Like the boy who cried wolf, it'll eventually be true with enough time... But we should stop giving them the benefit of the doubt.

_____

Jan 2025: "Ignore last month's models, they aren't good enough to show a marked increase in human productivity, test with this month's models and the benefits are obvious."

Feb 2025: "Ignore last month's models, they aren't good enough to show a marked increase in human productivity, test with this month's models and the benefits are obvious."

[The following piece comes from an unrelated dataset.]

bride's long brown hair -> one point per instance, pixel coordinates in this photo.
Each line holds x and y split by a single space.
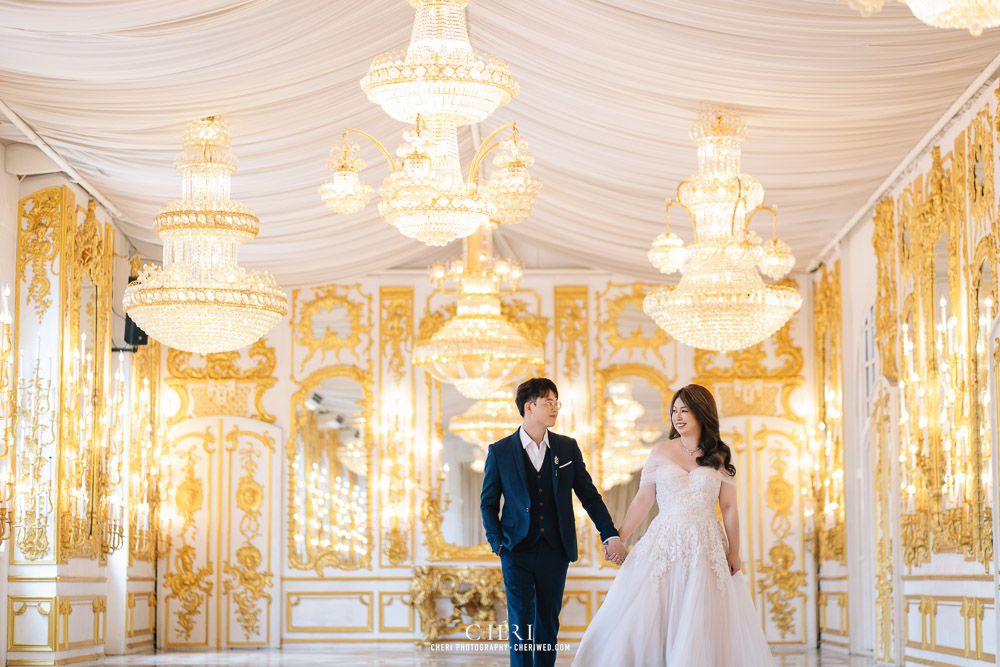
701 403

Mar 2025: "Ignore last month's models, they aren't good enough to show a marked increase in human productivity, test with this month's models and the benefits are obvious."

Apr 2025: [Ad nauseam, you get the idea]

Fair enough. For what it's worth, I've always thought that the more reasonable claim is that AI tools make poor-average developers more productive, not necessarily expert developers.

  • Personally I don't want poor-average developers to be more productive, I want them to be more expert

    • Sure. But what would you suppose the ratio is between expert, average, and mediocre coders in the average organization? I think a small minority would be in the first category, and I don’t see a technology on the horizon that will change that except for LLMs, which seem like they could make mediocre coders both more productive and produce higher quality output.